Tuesday, March 15, 2005

writing a report the gang-bang way

I’ve never enjoyed ‘group’ reports. Making concessions, coming to agreements, and finding a happy medium, are things that just don’t seem to be strengths of mine. It’s not that I’m hard to get along with, just that I’m usually right.

So when faced with a group report for the mid-term project in my Business Policy class, I was less than enthusiastic. Granted, group projects usually mean less work. Except that I’m never happy with the portions done by the other members, which usually means that I volunteer to be the one who consolidates the whole thing, which usually means that I end up creating more work for myself than if I had just done the whole thing alone. And having many years of group project experience, I’ve found that most people phrase sentences awkwardly, can’t spell, and can’t support the arguments they’ve made…all of which usually leaves a lot of editing, revising, and re-writing for the moron that agreed to revise the whole paper…which is usually me.

To make matters all the more fun, the professor for the class is an idiot…which seems to be the trend at the college I decided to attend. Our professor, Dave Slante, isn’t a professor by trade. Oh no, when talking about night classes, the quality of professor you get is much lower on the educational scale than at a ‘real’ university. Here, you have ‘professionals’ who, once their normal day job is complete, come to campus to teach. Dave is a landscaper during all those sunlight hours. Yes, a landscaper. Which basically means that Dave cuts grass and shovels snow for a living. And this is who I’m paying thousands of dollars to teach me Business Policy. I could just as easily have gotten the 16 year old next door, who also cuts grass and shovels snow, to instruct me in all matters of business…but as everyone knows, if it’s not costing you an arm and a leg, it’s not really education.

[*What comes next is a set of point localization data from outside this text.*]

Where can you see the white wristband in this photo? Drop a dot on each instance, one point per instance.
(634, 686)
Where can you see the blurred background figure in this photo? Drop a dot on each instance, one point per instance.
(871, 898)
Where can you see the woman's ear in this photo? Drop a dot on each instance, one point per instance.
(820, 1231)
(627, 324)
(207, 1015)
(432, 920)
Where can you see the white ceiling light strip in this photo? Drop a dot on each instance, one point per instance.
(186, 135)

And Business Policy by Dave is not so much ‘Business Policy’ as it is a four hour weekly lecture on ‘Wal-Mart’. Dave loves Wal-Mart and can speak for hours on end, all without taking a single breath, about how blades for his lawn mowers are so much cheaper there, how Wal-Mart is revolutionizing business, and how Wal-Mart will probably bring about world peace. Naturally, the topic for our mid-term project is Wal-Mart.

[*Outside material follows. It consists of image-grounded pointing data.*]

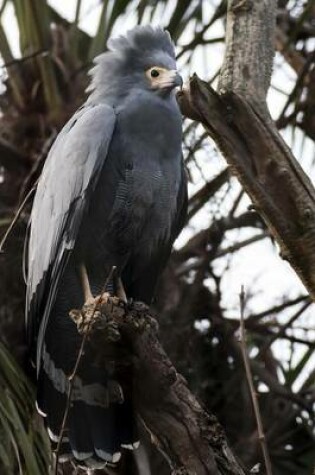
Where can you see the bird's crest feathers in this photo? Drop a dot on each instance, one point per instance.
(137, 50)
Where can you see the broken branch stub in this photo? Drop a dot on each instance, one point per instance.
(192, 441)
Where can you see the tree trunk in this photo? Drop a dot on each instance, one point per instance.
(238, 120)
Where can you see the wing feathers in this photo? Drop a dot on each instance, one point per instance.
(69, 176)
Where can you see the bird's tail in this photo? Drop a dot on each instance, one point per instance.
(94, 424)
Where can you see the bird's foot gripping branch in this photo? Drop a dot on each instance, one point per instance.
(192, 441)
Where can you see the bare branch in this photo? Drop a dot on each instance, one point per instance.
(253, 394)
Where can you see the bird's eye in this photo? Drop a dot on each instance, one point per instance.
(154, 73)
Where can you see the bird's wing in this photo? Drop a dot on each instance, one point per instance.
(68, 179)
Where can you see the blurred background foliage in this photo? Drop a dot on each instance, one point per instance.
(46, 49)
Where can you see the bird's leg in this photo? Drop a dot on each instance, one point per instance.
(87, 293)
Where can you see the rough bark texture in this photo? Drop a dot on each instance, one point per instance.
(238, 120)
(192, 440)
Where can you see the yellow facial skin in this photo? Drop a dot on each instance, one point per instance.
(161, 78)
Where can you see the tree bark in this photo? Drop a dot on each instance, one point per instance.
(238, 120)
(192, 441)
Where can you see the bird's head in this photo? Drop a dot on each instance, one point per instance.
(143, 60)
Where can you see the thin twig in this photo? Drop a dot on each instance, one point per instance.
(249, 377)
(85, 283)
(41, 52)
(77, 363)
(16, 217)
(282, 331)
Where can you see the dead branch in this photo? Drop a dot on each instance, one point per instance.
(249, 377)
(238, 120)
(192, 440)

So, I met with my group, Susan and the other Susan, on Sunday to construct a seven page ode to Wal-Mart. The two Susans, who have worked together in the past, instructed me on the working relationship that has been foraged. “We'll throw out ideas and Susan will do the typing,” the other Susan told me, “because she has a great way of wording things.”

I soon found out that Susan’s ‘great way of wording things’ is synonymous with ‘plagiarizing’, which, I suppose, is why things sound so good when she writes them. Namely because someone else already did the writing for her.

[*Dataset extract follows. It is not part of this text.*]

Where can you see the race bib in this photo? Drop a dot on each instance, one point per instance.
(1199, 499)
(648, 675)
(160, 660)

And as I sat, for the better part of Sunday afternoon, in the one Susan’s living room while the other Susan typed, I made a mental list of all the things I could have bought with the money that I’ve sunk into this worthless degree. Like a new car. Or a trip to the Caribbean. Or a personal assistant who could have smacked me each time I began thinking that returning to school was a wise decision.